CannTrust (NYSE: CTST) shares continued to slide on Friday morning after the Company announced on Thursday that it will implement a voluntary halt on sale and shipment of all cannabis production. CannTrust shares fell by 10.1% shortly after the opening bell on Friday morning.
The Company decided to halt sales and shipments following Health Canada’s inspection, which uncovered that CannTrust was illegally operating grow rooms in its Ontario facility. Health Canada has since seized more than five metric tons of CannTrust’s inventory.
CannTrust said it will be closely working with regulators through the review process and expects to provide further details on the matter and other developments.
Additionally, CannTrust announced that it also created a Special Committee of the Board of Directors. The Special Committee will be comprised of members of the Board of Directors and will investigate the matter.
CannTrust mentioned that it does not know the impact of these matters on its financial results until the review process is completed.
Since Health Canada seized CannTrust’s supply, the Company’s shares have fallen by 46% to USD 2.79 per share as of Friday morning.

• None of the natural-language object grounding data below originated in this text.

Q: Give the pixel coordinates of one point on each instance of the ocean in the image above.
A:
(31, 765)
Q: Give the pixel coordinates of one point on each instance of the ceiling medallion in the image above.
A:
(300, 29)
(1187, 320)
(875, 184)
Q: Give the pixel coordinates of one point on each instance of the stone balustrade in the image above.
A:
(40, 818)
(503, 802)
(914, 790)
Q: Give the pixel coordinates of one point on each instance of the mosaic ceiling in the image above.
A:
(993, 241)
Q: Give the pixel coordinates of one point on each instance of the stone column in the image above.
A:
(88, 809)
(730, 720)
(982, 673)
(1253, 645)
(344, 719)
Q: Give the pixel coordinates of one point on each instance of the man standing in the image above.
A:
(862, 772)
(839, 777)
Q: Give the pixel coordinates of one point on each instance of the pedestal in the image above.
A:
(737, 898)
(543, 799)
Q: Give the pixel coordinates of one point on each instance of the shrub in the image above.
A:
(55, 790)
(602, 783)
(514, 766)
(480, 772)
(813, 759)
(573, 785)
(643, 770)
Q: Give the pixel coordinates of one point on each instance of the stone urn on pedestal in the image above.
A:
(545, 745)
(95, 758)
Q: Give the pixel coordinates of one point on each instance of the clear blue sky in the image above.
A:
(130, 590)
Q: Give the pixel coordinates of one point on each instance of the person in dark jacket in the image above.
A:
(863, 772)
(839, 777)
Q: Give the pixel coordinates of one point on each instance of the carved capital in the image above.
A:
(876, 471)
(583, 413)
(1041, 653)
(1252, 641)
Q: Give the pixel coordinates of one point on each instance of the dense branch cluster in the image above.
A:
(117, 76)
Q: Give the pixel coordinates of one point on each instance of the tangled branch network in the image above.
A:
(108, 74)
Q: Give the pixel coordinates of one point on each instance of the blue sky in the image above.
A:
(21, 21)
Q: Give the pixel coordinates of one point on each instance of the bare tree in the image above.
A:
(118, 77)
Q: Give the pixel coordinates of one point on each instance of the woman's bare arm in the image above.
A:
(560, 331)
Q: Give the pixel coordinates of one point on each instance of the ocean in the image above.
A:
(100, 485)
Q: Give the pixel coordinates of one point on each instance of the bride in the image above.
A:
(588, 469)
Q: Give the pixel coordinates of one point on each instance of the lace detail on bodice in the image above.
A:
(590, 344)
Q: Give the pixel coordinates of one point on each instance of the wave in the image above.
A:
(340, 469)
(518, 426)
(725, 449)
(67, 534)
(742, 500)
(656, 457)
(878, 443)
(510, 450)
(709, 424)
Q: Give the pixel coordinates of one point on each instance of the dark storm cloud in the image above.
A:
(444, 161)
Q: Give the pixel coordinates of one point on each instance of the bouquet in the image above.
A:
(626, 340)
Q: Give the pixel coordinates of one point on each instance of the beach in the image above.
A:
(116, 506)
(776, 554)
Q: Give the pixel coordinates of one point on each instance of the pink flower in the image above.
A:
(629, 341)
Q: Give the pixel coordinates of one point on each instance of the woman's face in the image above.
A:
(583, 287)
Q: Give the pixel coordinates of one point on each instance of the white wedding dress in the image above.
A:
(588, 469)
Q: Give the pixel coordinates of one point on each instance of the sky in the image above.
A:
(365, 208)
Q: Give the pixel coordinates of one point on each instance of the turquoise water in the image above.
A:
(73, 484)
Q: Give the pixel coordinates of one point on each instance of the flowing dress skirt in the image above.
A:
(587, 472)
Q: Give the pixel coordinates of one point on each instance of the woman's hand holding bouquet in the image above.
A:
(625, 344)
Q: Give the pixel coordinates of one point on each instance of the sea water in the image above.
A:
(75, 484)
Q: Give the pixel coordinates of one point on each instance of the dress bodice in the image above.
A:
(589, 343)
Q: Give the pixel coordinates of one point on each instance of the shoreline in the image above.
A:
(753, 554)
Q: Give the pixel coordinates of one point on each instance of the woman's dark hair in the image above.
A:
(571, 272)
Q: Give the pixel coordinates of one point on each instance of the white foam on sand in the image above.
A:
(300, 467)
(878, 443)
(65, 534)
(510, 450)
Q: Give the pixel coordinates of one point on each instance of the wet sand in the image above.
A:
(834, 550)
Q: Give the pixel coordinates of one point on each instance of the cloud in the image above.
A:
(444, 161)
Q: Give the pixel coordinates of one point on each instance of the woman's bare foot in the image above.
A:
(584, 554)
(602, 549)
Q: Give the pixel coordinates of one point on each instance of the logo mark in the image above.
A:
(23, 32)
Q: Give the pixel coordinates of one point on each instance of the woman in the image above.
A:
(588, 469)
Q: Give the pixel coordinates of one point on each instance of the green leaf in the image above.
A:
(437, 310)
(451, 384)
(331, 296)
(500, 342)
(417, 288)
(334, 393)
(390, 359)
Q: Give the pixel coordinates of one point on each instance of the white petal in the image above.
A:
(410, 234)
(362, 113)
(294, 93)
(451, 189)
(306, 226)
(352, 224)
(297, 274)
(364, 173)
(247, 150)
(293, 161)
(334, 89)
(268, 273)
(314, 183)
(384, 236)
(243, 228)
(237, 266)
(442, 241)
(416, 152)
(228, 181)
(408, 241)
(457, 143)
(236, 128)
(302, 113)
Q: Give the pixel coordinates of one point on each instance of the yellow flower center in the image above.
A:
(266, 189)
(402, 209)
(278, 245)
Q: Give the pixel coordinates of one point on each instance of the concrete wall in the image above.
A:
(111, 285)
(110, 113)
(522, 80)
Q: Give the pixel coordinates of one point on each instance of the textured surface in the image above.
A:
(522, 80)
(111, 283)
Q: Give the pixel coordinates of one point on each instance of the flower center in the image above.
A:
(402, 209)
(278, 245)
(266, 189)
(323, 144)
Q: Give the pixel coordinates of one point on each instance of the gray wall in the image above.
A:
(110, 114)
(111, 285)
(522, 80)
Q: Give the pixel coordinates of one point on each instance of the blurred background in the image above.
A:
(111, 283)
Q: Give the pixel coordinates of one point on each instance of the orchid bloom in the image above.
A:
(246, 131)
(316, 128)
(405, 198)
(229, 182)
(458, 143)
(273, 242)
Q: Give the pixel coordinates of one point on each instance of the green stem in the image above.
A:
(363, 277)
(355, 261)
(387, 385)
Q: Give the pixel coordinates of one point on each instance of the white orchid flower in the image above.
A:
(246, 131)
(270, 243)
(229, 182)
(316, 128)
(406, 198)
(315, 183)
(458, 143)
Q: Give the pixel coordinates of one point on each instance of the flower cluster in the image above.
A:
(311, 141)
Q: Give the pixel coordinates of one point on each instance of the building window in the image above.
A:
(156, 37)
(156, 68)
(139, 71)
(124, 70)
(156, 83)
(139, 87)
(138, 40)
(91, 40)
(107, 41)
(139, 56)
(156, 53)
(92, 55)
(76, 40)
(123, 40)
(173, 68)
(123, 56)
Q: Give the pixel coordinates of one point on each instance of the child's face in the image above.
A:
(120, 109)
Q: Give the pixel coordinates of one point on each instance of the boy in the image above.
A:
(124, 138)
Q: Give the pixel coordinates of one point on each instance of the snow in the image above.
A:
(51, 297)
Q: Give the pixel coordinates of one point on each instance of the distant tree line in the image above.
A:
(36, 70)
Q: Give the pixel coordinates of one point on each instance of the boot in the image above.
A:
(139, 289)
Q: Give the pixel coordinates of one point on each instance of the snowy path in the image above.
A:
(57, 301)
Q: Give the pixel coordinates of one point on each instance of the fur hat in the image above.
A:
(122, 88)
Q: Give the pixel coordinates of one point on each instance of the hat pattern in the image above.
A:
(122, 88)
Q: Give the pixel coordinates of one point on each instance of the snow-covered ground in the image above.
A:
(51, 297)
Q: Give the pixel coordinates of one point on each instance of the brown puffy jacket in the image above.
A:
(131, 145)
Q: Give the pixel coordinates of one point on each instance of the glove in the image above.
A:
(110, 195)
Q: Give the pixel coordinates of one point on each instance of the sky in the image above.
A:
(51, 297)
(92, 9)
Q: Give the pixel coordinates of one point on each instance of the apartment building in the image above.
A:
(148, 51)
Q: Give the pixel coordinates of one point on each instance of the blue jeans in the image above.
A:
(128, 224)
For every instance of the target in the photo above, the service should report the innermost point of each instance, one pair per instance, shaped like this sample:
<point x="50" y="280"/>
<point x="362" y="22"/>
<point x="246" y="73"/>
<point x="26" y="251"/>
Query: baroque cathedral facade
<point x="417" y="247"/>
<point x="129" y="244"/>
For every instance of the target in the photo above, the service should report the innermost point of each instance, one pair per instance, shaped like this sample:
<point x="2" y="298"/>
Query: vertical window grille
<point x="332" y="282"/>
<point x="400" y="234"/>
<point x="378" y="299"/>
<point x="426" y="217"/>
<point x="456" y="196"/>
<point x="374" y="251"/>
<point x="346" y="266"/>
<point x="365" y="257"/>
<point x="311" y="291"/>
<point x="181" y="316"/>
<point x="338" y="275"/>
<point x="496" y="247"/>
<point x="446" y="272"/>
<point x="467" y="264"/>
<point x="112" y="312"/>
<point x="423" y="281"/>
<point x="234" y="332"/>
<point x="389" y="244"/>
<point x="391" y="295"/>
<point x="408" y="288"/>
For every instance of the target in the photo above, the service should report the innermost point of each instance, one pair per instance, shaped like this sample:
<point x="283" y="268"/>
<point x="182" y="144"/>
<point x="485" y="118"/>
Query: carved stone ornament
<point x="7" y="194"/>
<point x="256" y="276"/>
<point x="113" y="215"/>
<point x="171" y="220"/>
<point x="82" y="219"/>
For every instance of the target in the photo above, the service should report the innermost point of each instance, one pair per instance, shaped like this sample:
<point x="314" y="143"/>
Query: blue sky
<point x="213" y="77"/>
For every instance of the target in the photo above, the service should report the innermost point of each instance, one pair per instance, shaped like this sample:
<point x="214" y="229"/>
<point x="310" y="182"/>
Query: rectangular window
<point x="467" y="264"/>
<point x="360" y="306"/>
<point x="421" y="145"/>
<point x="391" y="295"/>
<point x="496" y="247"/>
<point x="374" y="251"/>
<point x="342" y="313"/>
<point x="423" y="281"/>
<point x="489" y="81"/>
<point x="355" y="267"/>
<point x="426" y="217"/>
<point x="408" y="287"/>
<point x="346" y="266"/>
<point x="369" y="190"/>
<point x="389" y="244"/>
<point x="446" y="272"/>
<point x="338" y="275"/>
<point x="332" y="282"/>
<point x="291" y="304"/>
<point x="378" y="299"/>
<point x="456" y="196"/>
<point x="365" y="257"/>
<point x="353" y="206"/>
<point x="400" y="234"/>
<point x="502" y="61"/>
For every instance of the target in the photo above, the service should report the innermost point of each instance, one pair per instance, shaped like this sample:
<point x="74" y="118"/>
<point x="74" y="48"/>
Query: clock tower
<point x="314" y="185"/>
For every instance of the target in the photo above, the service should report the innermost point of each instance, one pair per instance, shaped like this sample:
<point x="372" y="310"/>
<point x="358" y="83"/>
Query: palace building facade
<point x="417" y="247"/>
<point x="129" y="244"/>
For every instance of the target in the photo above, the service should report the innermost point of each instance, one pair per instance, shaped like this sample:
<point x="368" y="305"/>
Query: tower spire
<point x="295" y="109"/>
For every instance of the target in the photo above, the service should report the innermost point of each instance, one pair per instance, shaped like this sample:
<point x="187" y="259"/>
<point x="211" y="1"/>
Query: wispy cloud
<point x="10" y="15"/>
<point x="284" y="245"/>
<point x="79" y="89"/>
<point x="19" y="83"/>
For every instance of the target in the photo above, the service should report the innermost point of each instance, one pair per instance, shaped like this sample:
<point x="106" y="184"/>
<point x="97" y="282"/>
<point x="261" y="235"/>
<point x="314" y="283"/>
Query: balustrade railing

The major decline led analysts to turn bearish on the Company’s stock. In particular, GMP analysts placed its rating, price target, and forecast on CannTrust’s stock. The firm cites multiple points such as CannTrust halting shares and getting its inventory seized. Moreover, GMP analysts note that CannTrust’s Danish partner said it has received some of the illegal supply and has quarantined it, according to MarketWatch.
GMP analyst Ryan MacDonell said that the Company’s inability to provide details on the matter and the impact on its financials adds to the uncertainty revolving around CannTrust.
“At this stage the range of potential outcomes appears wide. Hence, until we have more visibility on the potential outcome of the investigation and its impacts to the company, we will put our rating, target and forecasts Under Review,” said Macdonell.